J.S. : oui, j’ai suivi un BTS Métiers de l’image et du son au lycée des Arènes à Toulouse. J’avais découvert le cinéma au lycée, grâce à une enseignante formidable qui était aussi mon professeur de français. C’est elle qui m’a poussée vers des projets d’écriture de courts-métrages, et j’ai adoré ça. J’ai ensuite réalisé plusieurs films avec des amis, dont un qui a été sélectionné en festival. Mais paradoxalement, à force d’étudier le cinéma en profondeur, je m’en suis éloignée.
> M. : d’où vient l’idée du roman ?
J.S. : depuis toute petite, je fais énormément de cauchemars, toutes les nuits. Enfant, j’avais même des rêves lucides, c’est-à-dire des rêves où l’on est conscient d’être en train de rêver. J’ai commencé à écrire Attrape-rêves à une période où je faisais une dizaine de cauchemars par nuit et où je ne dormais plus que deux ou trois heures. Comme j’avais beaucoup de temps éveillé la nuit, je me suis mise à écrire.
> M. : vous êtes donc partie de votre propre vécu ?
J.S. : oui. On m’avait donné un conseil qui m’a marquée : quand on débute, il vaut mieux écrire sur quelque chose qu’on connaît, qui nous habite vraiment. J’ai donc mélangé deux éléments qui occupaient ma vie à ce moment-là : mes cauchemars et mes études de cinéma. C’est de ce mélange qu’est né le roman.
> M. : comment résumeriez-vous l’histoire ?
J.S. : l’action se déroule dans un futur où la plupart des métiers ont été robotisés mais un domaine résiste : la création artistique. Les intelligences artificielles n’arrivent pas à produire des histoires qui divertissent autant que celles des humains. Alors on va puiser directement dans l’inconscient des gens capables de rêves lucides, pour en tirer de la matière scénaristique. Un nouveau métier apparaît : celui de « générateur d’idées ». C’est simple en apparence : il suffit de dormir, branché à une machine, qui récupère les rêves et les transforme en matière première pour créer des films. Mais on entre vite dans un engrenage : on ne sait plus ce qui relève du rêve ou de la réalité, et la question de l’intimité se pose aussi, puisque tout le monde peut voir à quoi on rêve. Et l’héroïne est une jeune femme complètement démunie, à la rue, qui se lie à cette machine pour survivre.
M. : et après ce premier roman ?
J.S. : je vais d’abord me consacrer à son lancement, bien le laisser vivre.
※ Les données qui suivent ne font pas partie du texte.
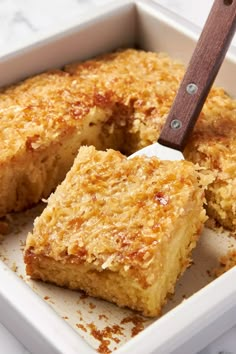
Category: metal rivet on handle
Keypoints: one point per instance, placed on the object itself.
(176, 124)
(191, 88)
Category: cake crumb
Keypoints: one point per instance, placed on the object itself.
(138, 324)
(105, 335)
(227, 262)
(81, 326)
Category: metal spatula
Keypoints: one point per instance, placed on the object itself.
(204, 65)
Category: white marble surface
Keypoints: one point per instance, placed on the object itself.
(21, 23)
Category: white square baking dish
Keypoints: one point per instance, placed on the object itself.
(210, 305)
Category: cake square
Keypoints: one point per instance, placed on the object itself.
(119, 229)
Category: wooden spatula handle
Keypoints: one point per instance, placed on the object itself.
(201, 72)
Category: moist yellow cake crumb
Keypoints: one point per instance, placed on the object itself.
(119, 100)
(119, 229)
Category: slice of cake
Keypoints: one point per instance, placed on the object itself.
(119, 229)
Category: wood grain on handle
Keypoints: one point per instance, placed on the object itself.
(202, 70)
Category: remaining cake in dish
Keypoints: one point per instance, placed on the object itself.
(118, 101)
(119, 229)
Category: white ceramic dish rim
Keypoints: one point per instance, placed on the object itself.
(43, 330)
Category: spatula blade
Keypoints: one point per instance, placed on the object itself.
(160, 151)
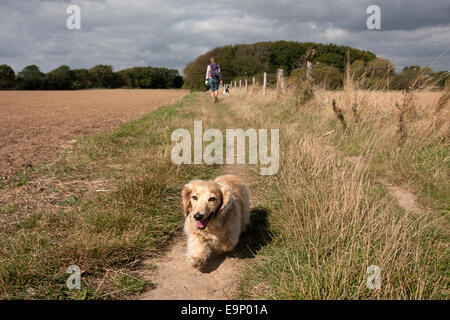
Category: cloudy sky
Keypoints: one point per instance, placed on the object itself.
(170, 33)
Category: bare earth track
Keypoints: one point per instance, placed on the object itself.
(37, 124)
(173, 278)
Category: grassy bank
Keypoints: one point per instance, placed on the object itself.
(331, 218)
(108, 201)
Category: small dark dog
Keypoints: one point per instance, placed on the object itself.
(226, 90)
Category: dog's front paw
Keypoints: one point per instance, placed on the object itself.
(198, 261)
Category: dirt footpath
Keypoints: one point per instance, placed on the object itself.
(38, 124)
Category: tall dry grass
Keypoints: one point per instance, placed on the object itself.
(332, 218)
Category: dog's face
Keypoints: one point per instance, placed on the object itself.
(202, 200)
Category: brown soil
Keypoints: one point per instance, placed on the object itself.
(39, 124)
(174, 278)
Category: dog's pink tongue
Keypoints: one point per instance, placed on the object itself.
(200, 224)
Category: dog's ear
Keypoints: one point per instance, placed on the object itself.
(186, 196)
(226, 195)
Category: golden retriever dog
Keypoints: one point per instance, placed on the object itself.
(216, 213)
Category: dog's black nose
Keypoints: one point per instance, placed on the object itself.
(198, 216)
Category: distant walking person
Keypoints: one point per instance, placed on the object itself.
(213, 78)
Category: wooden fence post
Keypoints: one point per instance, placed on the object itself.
(280, 80)
(309, 55)
(264, 83)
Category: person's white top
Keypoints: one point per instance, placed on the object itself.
(208, 72)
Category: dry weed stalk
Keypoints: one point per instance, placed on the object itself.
(356, 115)
(339, 114)
(444, 99)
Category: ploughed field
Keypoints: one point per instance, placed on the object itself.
(38, 124)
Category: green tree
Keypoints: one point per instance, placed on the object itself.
(30, 78)
(59, 79)
(80, 79)
(7, 77)
(102, 76)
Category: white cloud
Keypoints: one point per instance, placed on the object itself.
(126, 33)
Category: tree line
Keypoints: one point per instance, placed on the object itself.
(100, 76)
(245, 61)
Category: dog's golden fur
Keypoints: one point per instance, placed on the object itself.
(224, 205)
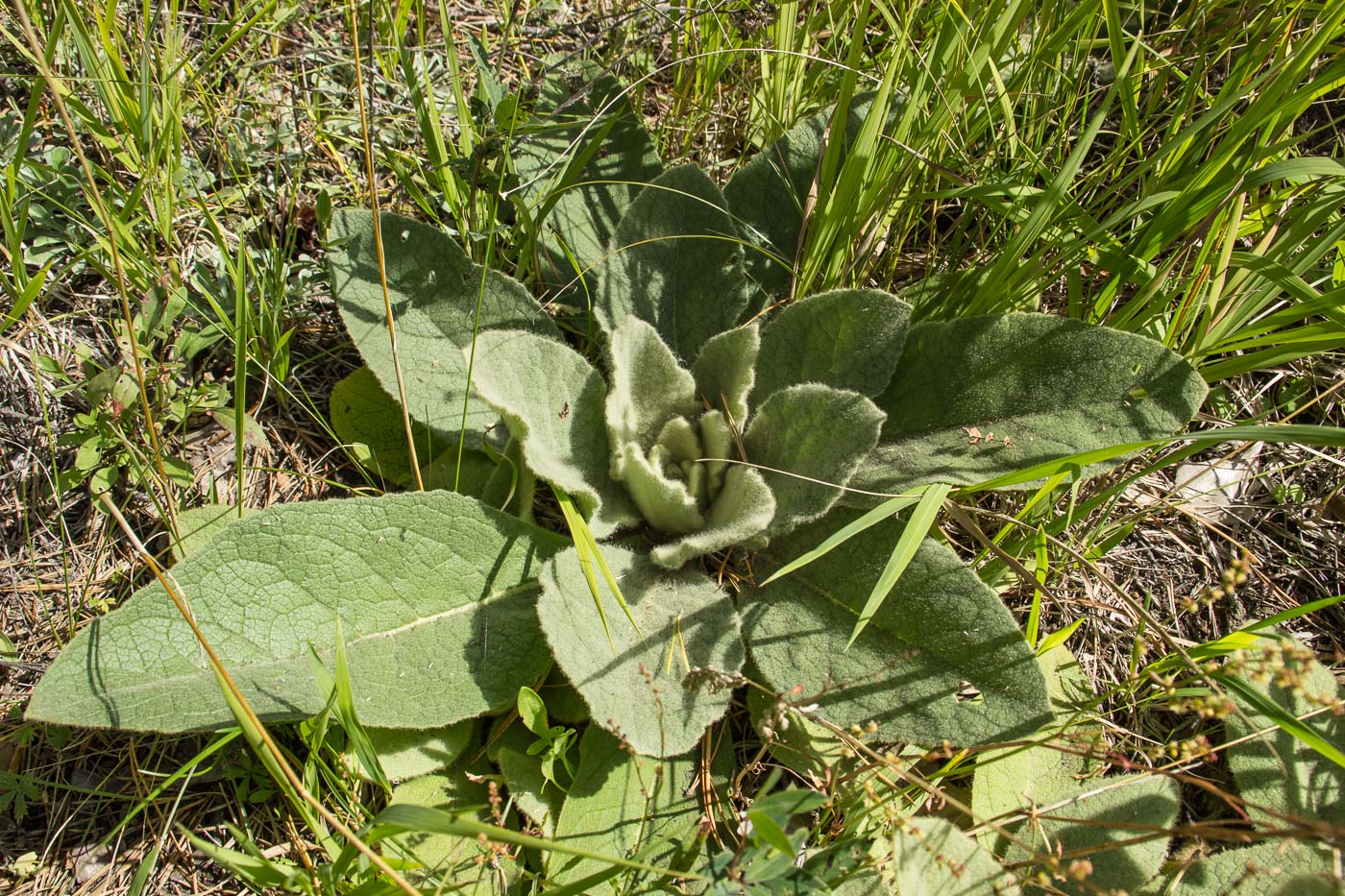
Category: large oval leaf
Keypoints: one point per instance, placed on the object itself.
(939, 631)
(846, 339)
(770, 193)
(434, 593)
(809, 440)
(436, 294)
(636, 689)
(675, 262)
(979, 397)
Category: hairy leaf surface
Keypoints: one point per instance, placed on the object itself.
(648, 385)
(434, 593)
(554, 403)
(1274, 868)
(847, 339)
(638, 691)
(979, 397)
(725, 370)
(1103, 815)
(739, 517)
(406, 752)
(819, 435)
(939, 630)
(621, 804)
(675, 262)
(434, 294)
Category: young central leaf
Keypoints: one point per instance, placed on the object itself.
(672, 447)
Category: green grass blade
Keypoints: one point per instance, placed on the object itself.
(1291, 433)
(921, 519)
(1059, 637)
(591, 556)
(844, 534)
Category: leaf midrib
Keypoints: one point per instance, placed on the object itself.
(284, 661)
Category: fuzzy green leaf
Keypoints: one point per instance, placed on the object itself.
(648, 388)
(978, 397)
(554, 403)
(1277, 771)
(406, 752)
(938, 630)
(675, 262)
(430, 581)
(1275, 868)
(1099, 824)
(769, 195)
(434, 291)
(466, 862)
(622, 804)
(585, 155)
(737, 517)
(363, 413)
(819, 435)
(725, 372)
(935, 859)
(638, 693)
(846, 339)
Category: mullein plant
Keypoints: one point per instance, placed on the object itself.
(697, 425)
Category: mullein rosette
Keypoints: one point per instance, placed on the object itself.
(713, 417)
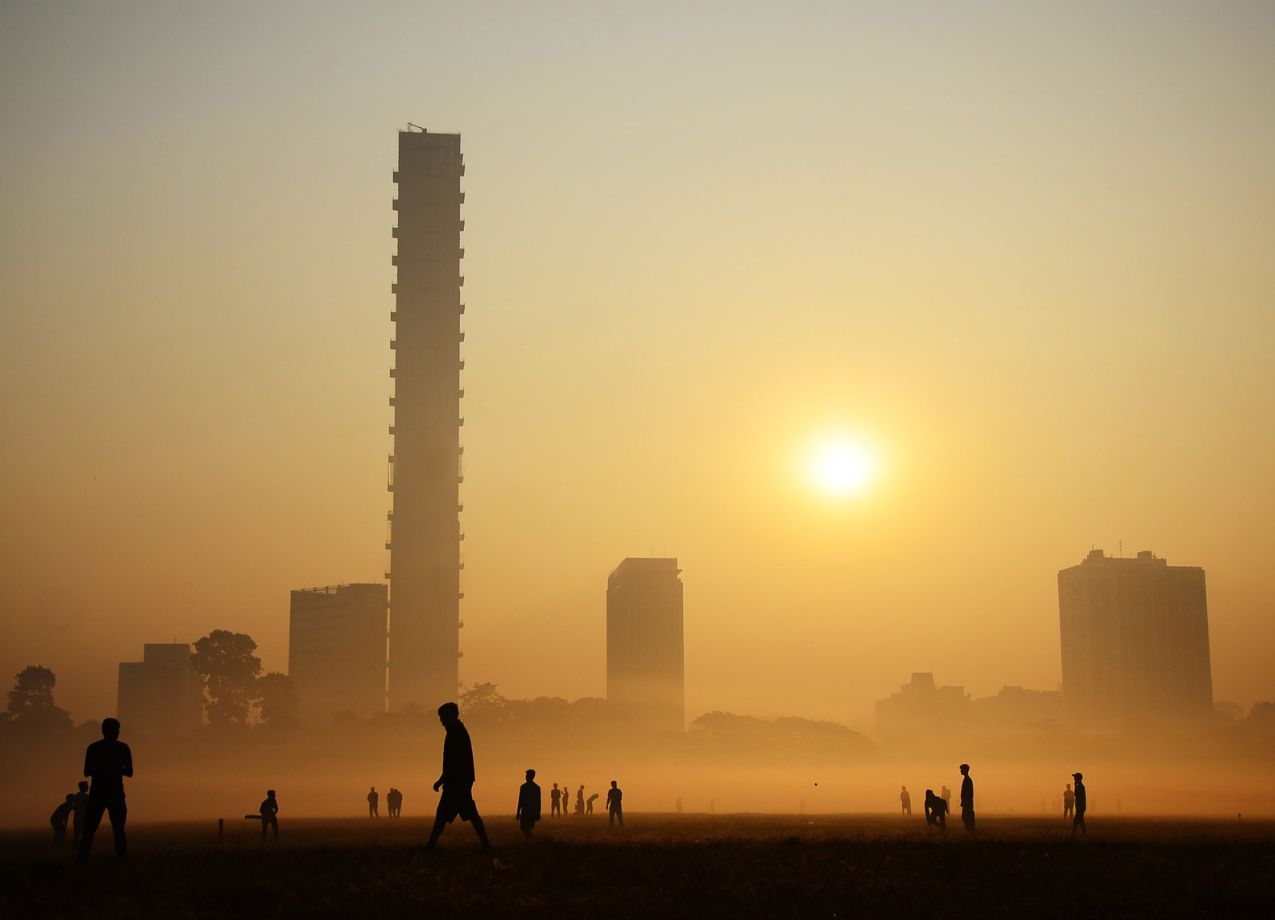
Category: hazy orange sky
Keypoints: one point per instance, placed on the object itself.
(1021, 249)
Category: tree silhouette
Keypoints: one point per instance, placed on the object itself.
(228, 667)
(277, 701)
(31, 701)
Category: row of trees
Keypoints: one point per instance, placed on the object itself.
(235, 688)
(236, 692)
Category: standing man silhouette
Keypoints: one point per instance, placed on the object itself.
(1078, 823)
(967, 798)
(269, 812)
(106, 763)
(528, 804)
(457, 780)
(615, 811)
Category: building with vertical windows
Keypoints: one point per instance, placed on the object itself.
(337, 651)
(161, 696)
(1135, 637)
(425, 465)
(645, 655)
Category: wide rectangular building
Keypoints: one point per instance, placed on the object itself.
(425, 465)
(1135, 637)
(337, 651)
(161, 696)
(645, 654)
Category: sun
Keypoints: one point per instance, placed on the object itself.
(842, 468)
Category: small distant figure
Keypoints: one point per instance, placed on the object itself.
(528, 804)
(967, 798)
(80, 812)
(61, 814)
(269, 812)
(936, 811)
(457, 780)
(106, 763)
(615, 809)
(1078, 823)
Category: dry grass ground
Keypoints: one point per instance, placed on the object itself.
(658, 867)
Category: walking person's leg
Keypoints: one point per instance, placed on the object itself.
(92, 818)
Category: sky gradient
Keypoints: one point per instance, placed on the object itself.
(1021, 249)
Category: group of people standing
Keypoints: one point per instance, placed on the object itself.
(393, 803)
(937, 805)
(528, 812)
(106, 763)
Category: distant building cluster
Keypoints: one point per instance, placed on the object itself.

Puis, dès le mois prochain, je commencerai l’écriture du suivant.
> M. : vous pouvez nous en dire un peu plus ?
J.S. : ce sera encore de la science-fiction, mais cette fois dans l’espace. L’héroïne sera une anti-héroïne, une prodige de l’informatique spécialisée dans le hacking, infiltrée dans une station spatiale. Après avoir écrit du point de vue d’une victime dans Attrape-rêves, J’ai très envie d’explorer, cette fois, le point de vue d’un personnage qui provoque les événements plutôt qu’il ne les subit.